2. Rotating the workforce like produce
On the face of it, an experienced workforce seems like a Godsend. They possess corporate knowledge, know the ropes and bring vitality and passion to the job.
But there is a negative side affect to competency. Good people like to get paid their due. If there is one thing most restaurants hate to do, it is paying a living wage. Many hash houses open with a big name chef but unload him after a few months. After jettisoning the veterans, the establishment retains the old guy’s recipes and plugs in three newbies or grease hacks to take his place.
As long as all the chefs still abide by the “five second” rule, the machine just keeps chugging along. Those in the industry refer to this as a “three-some”.
1. By Being a “do-it-your-selfer”
What self-made person doesn’t fancy himself as a Renaissance Man?

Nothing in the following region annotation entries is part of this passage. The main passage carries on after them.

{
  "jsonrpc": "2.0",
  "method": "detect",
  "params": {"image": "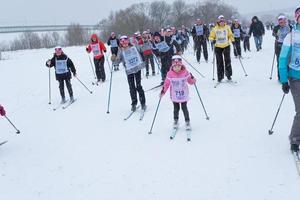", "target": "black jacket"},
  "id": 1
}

[46,53,76,80]
[249,16,265,37]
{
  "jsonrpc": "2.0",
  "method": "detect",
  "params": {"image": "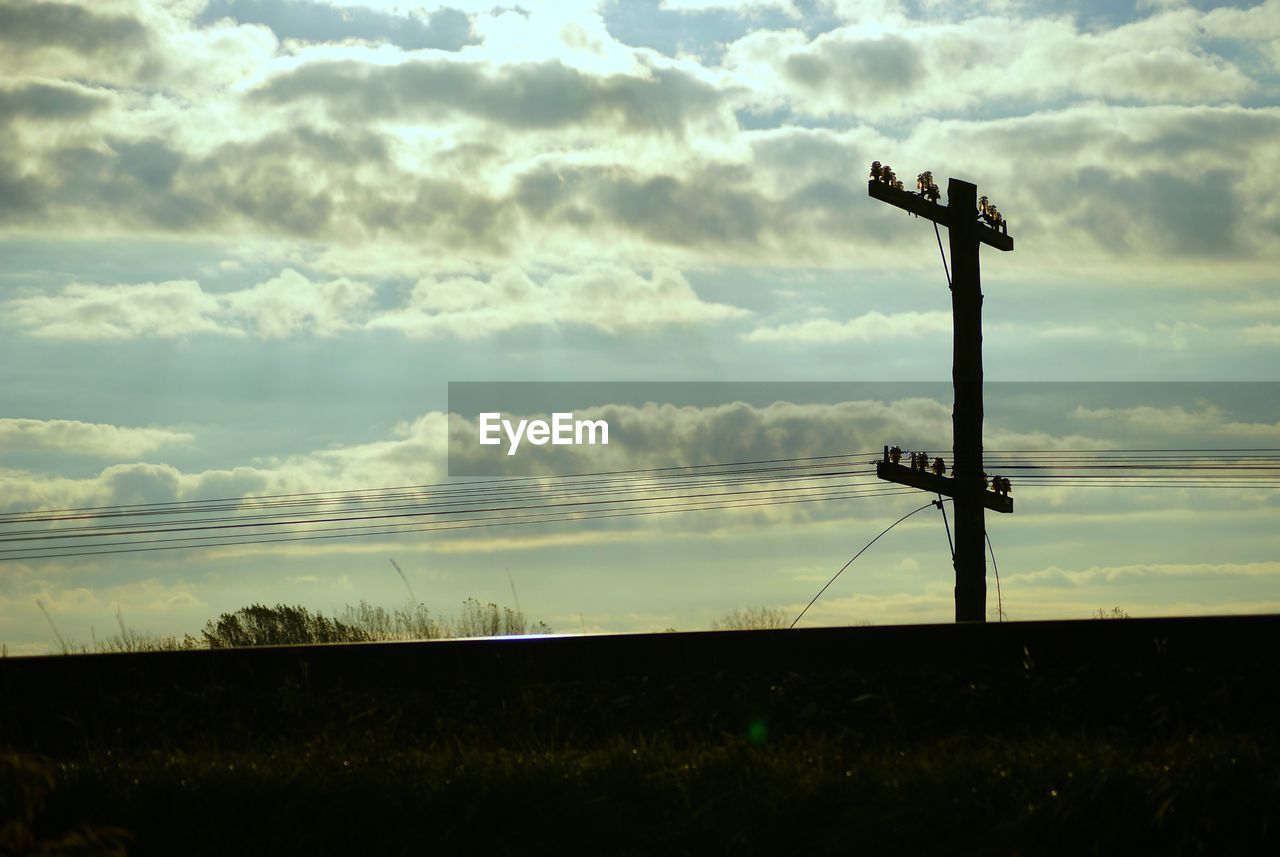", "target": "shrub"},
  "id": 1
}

[712,608,791,631]
[202,604,370,649]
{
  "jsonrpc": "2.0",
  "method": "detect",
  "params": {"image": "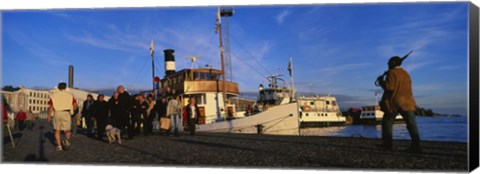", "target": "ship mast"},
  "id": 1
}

[216,7,227,118]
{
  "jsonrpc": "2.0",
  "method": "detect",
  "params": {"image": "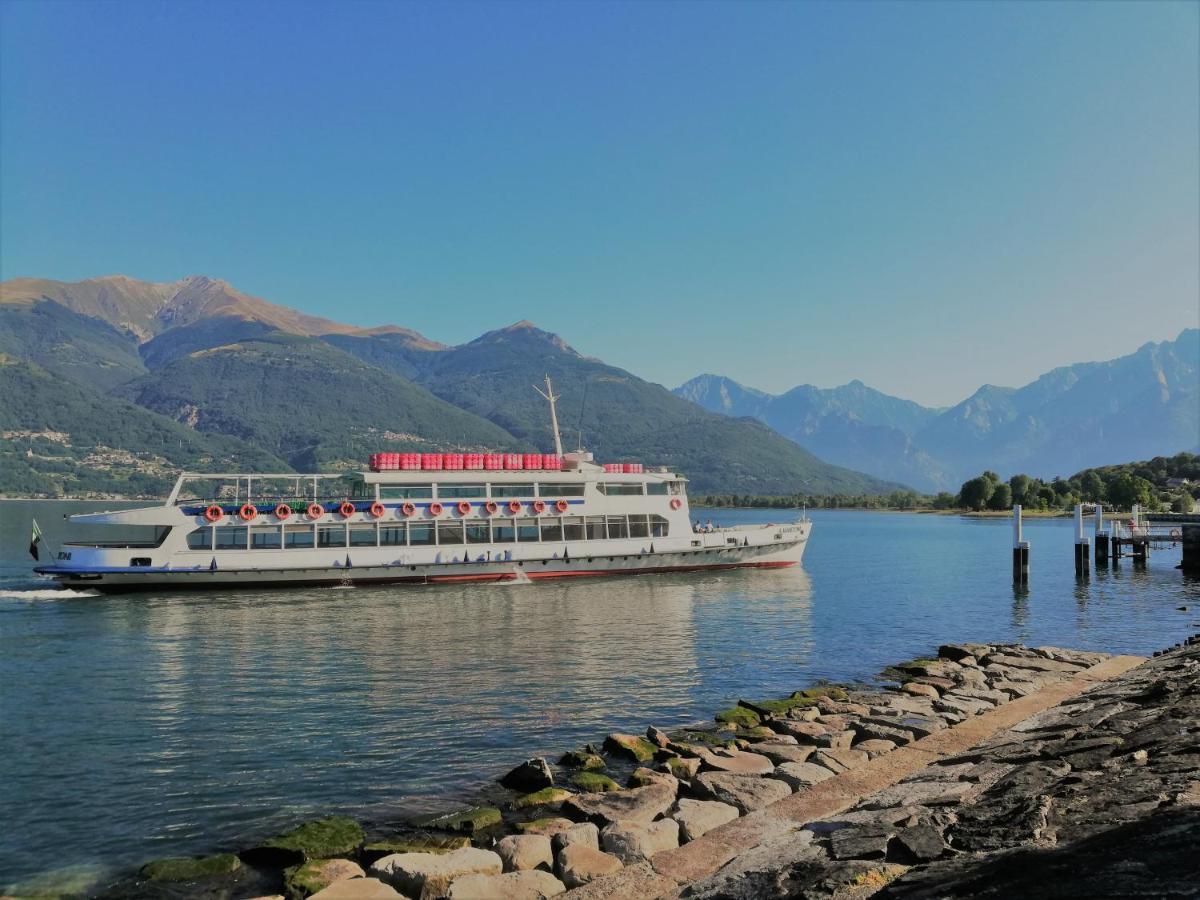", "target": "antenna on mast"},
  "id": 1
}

[533,376,563,456]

Surely you can’t begrudge a guy for self-medicating or brewing his own mead in the basement. But things get scary when the restaurateur starts doing the plumbing and his own electrical wiring. His new hobby is even scarier.
Yes, the rat population and even the cockroach problem recently subsided because of the chemical concoction he found on the interweb. But just yesterday the salad maker keeled over. Now the baker looks awfully pallid. Maybe, just maybe, the boss shouldn’t be doing his own pest extermination.